AMD’s Ryzen AI Halo recently went on sale for $4,000, sparking an interesting debate about how it compares to Nvidia’s slightly more expensive DGX Spark offering.
However, the configuration offered by the Ryzen AI Halo has been on the market for a few months now, and while most OEMs and enterprise providers offer the same flavor and configuration, Shenzhen-based memory and storage company Longsys has taken things a step further.
The storage giant demonstrated a localized version of a 397B parameter AI model running on its own version of Ryzen AI Halo, with the same 16-core Ryzen AI Max+ 395 and 128GB RAM configuration.
How was the Ryzen AI Max+ 395 able to run such a massive model with only 128GB of RAM?

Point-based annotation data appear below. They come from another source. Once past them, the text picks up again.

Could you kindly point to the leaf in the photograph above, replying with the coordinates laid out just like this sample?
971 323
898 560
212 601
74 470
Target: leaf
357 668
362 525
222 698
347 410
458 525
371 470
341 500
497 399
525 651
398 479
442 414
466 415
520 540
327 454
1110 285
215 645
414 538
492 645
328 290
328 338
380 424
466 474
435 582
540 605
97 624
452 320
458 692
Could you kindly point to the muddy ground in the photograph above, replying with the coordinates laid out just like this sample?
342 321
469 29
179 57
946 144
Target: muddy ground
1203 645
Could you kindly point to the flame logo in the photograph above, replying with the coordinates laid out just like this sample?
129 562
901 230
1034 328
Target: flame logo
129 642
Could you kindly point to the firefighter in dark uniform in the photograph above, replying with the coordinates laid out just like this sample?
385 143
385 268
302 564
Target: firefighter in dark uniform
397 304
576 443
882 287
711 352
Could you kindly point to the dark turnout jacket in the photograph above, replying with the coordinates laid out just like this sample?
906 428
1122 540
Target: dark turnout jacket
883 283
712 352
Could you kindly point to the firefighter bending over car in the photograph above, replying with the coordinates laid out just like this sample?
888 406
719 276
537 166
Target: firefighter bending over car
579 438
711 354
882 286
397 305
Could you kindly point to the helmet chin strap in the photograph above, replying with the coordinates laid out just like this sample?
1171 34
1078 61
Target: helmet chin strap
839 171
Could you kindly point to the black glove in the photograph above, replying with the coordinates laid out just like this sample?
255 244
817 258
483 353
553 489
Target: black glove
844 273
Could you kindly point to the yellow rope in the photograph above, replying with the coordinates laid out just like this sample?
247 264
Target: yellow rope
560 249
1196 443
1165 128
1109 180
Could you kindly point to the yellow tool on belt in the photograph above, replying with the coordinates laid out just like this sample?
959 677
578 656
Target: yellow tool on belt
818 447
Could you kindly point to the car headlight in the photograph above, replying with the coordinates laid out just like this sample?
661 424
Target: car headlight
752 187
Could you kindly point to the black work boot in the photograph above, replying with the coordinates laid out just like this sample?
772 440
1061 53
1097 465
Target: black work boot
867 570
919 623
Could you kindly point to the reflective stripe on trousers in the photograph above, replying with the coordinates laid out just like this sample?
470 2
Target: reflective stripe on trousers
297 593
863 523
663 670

Although the running model was not explicitly stated, it appears to be a customized version derived from Alibaba’s Qwen 3.5 397B (A17B), a multi-modal foundation model that utilizes a Mixture-of-Experts (MoE) approach, which made the original DeepSeek such a potent contender.
Although it utilized INT4 quantization, the memory requirements far exceed the memory the device demonstrating the feat had to offer: only 96GB of VRAM is available to the GPU in a 128GB total configuration, against an estimated 200-250GB of VRAM for the model to run.
The secret sauce is Longsys’ recently unveiled custom SPU and iSA configuration that allows for real-time data compression, a feat the company says allows it to fit as much as twice the amount of data in storage drives up to 128GB, leveraging a caching layer that reduces DRAM requirements considerably.
The approach involves offloading experts who are not in active use to a large, fast storage buffer, which the AI chip can then reintroduce them from if necessary.
In a press release, Longsys claimed that their approach worked by targeting the “pain points of MoE LLMs”, such as large parameter counts, rapid KV cache expansion, and I/O latency that hamper inference efficiency
“It leverages expert offloading, intelligent cache management, and predictive prefetch algorithms to effectively solve storage planning challenges and greatly improve local AI inference smoothness,” the company added.
It’s important to note that while the move itself is an impressive feat, Longsys didn’t provide details on computing power in terms of tokens per second, with the Ryzen AI chip being relatively limited compared to most modern AI GPU offerings.
Regardless, the approach that essentially treats storage as memory suggests that localized AI may be able to run significantly larger models, and that memory may not be such a severe limitation for certain approaches.
This means that memory limitations can be circumvented by leveraging fast storage and running a model at a limit level that would otherwise require tens of thousands of dollars in AI hardware, which is no small feat. This means that models previously limited to data centers only can now run on a device that fits in the palm of your hand.